Is Now (Finally) the Time to Invest in Japan?

How you can invest in the Japanese recovery.

Japan's stock market is hot right now.

There is a very good chance that you currently have no exposure to one of the hottest stock markets in the world. No, it's not the US stock market where year-to-date the S&P 500 is only up about 4%. Nor is it the Chinese stock market, which has had an insane roller coaster ride this year.  It is the Japanese stock market, which measured by the Nikkei 225, has returned 19% so far this year. 

For most Americans it can be unnerving to invest outside of the good ole' USA - and for a number of reasons that is understandable.


In addition to cultural differences about how stocks are viewed, there are different reporting and regulatory issues that seem foreign - no pun intended - opposed to how things are done here at home. 

But perhaps the biggest reason that American investors shy away from foreign stock markets like Japan is that their stocks generally are not prone to the explosive moves that you can see daily in the US. To put it bluntly, foreign stocks are exotic, but not sexy, to US investors. 

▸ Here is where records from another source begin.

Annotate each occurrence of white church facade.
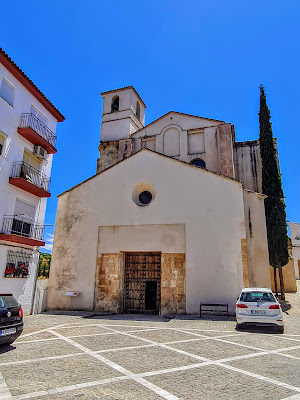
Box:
[47,86,271,315]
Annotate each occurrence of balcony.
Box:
[9,161,51,197]
[0,214,45,247]
[18,114,57,154]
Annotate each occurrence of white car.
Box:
[236,288,284,333]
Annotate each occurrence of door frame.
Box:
[123,251,162,315]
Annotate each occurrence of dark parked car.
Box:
[0,294,23,344]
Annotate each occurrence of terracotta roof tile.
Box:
[0,47,65,122]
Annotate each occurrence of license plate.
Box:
[0,328,17,336]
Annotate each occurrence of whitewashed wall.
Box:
[47,150,246,313]
[0,64,57,312]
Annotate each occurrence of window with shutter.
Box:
[0,78,14,106]
[0,132,6,156]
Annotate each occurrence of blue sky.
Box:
[0,0,300,253]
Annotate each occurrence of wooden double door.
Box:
[124,253,161,314]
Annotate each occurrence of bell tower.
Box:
[100,86,146,143]
[97,86,146,174]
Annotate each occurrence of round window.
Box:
[132,182,156,206]
[139,190,152,205]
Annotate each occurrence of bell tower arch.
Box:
[100,86,146,143]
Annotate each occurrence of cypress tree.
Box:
[258,85,289,300]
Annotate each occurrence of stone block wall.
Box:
[218,124,235,178]
[94,253,124,314]
[94,253,186,315]
[241,239,249,287]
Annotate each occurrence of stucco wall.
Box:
[292,246,300,279]
[269,260,297,293]
[289,222,300,279]
[244,190,271,287]
[47,150,246,313]
[0,64,57,313]
[234,140,262,193]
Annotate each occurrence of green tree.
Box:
[258,85,289,300]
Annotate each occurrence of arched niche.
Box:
[162,126,180,157]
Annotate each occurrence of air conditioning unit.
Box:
[33,146,47,160]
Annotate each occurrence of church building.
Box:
[47,86,271,315]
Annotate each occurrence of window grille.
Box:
[4,250,33,278]
[0,78,14,106]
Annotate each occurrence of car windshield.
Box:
[0,295,19,309]
[240,292,276,302]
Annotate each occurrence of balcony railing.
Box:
[1,214,45,241]
[20,113,56,147]
[10,161,51,192]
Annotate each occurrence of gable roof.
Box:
[57,148,241,197]
[0,47,65,122]
[131,111,225,136]
[100,86,146,108]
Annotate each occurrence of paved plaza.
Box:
[0,294,300,400]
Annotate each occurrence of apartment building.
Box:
[0,48,64,313]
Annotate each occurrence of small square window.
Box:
[0,78,14,106]
[0,131,6,156]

But that may be about to change. 

The fallout from the 2008 financial crisis has forced many Japanese companies to reevaluate how they do business.  For example, Japanese companies have traditionally carried very little debt on their books compared to their counterparts in the US and Europe.  Although that trait helped them weather the fiscal storm, their performance post-crisis has dramatically lagged overseas counterparts.

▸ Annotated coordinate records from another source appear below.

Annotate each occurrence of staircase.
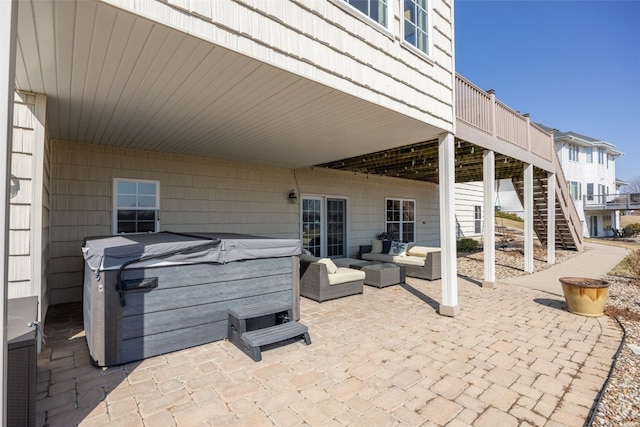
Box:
[512,156,583,252]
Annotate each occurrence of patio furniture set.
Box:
[300,241,440,302]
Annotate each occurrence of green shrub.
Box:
[625,222,640,233]
[456,238,478,252]
[496,212,524,222]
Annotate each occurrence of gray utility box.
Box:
[7,297,38,427]
[83,232,301,366]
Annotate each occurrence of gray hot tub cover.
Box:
[82,231,302,272]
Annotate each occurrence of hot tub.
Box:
[82,232,301,366]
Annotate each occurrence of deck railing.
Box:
[455,75,555,161]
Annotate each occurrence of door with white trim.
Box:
[301,196,347,258]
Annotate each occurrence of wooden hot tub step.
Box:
[242,321,311,362]
[227,301,311,362]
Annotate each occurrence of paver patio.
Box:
[37,278,621,427]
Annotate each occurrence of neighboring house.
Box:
[0,0,582,368]
[498,125,626,237]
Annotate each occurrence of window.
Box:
[403,0,430,55]
[569,181,582,200]
[344,0,389,28]
[569,144,579,162]
[584,147,593,163]
[113,179,160,234]
[385,199,416,243]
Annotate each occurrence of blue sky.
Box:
[454,0,640,181]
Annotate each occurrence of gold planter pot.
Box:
[560,277,609,317]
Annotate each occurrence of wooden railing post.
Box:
[487,89,498,137]
[523,113,531,153]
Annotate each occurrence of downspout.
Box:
[0,0,18,426]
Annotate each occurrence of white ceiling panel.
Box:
[16,0,438,171]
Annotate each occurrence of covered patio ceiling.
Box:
[16,0,442,168]
[317,139,523,184]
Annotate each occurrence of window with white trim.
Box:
[343,0,389,28]
[113,178,160,234]
[569,144,579,162]
[584,147,593,163]
[402,0,431,55]
[569,181,582,200]
[385,199,416,243]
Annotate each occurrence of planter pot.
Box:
[560,277,609,316]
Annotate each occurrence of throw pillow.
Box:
[389,242,409,256]
[371,240,382,254]
[318,258,338,274]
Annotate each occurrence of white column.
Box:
[524,163,533,273]
[482,150,496,288]
[0,0,18,426]
[438,133,460,316]
[547,173,556,264]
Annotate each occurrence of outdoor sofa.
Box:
[361,240,441,280]
[300,254,365,302]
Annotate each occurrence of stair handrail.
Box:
[552,149,584,252]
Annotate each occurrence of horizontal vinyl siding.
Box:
[8,93,36,298]
[49,141,439,304]
[106,0,454,131]
[455,182,484,238]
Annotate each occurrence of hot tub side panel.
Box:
[84,257,294,366]
[82,265,122,366]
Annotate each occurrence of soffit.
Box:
[16,0,441,171]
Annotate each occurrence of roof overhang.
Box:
[16,0,442,168]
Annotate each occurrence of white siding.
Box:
[8,92,49,321]
[105,0,454,131]
[49,141,439,304]
[455,182,484,239]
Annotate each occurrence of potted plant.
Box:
[560,277,609,317]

Why?  Because low debt is a double edged sword.  Effective use of debt can fuel growth and supercharge ROI, in turn driving profits and share price. Japanese companies have signaled in the past few years that they are now more willing to put debt to use. 

Another catalyst is a new set of regulations put in place last year related to corporate governance, aimed at giving shareholders of public companies more say so.

 The new rules are being viewed favorably by Japan's large pension funds who are shedding their bond holdings and more aggressively moving into equities.  This type of rising tide can float a lot of boats. 

Finally, many Japanese companies have a median workforce age just south of 60, the retirement age in Japan.  As these workers retire, costs should go down and employee counts should drop, allowing for more efficient use of their labor force courtesy of recent innovations in technology.  For the first time in Japan's history "running lean" may be standard operating procedure for their traditionally bloated corporations. 

So how can you benefit?  Well, there are a number of different ways. 

The easiest, and certainly the most macro, way would be to buy the iShares Japan ETF (EWJ) which aims to track the performance of the MSCI Index.  The fund consists mostly of stocks that trade on the Tokyo Stock Exchange and includes large, mid, and small cap stocks. 

Another way would be to buy the American Depository Receipt (ADR) of Japanese stocks.  These include some of the most well-known companies in the world like Toyota Motor Corporation (TM), Sony (SNE), Mitsubishi Financial (MTU), and Canon (CAJ).


These ADR's are exchange listed and trade just like any other stock.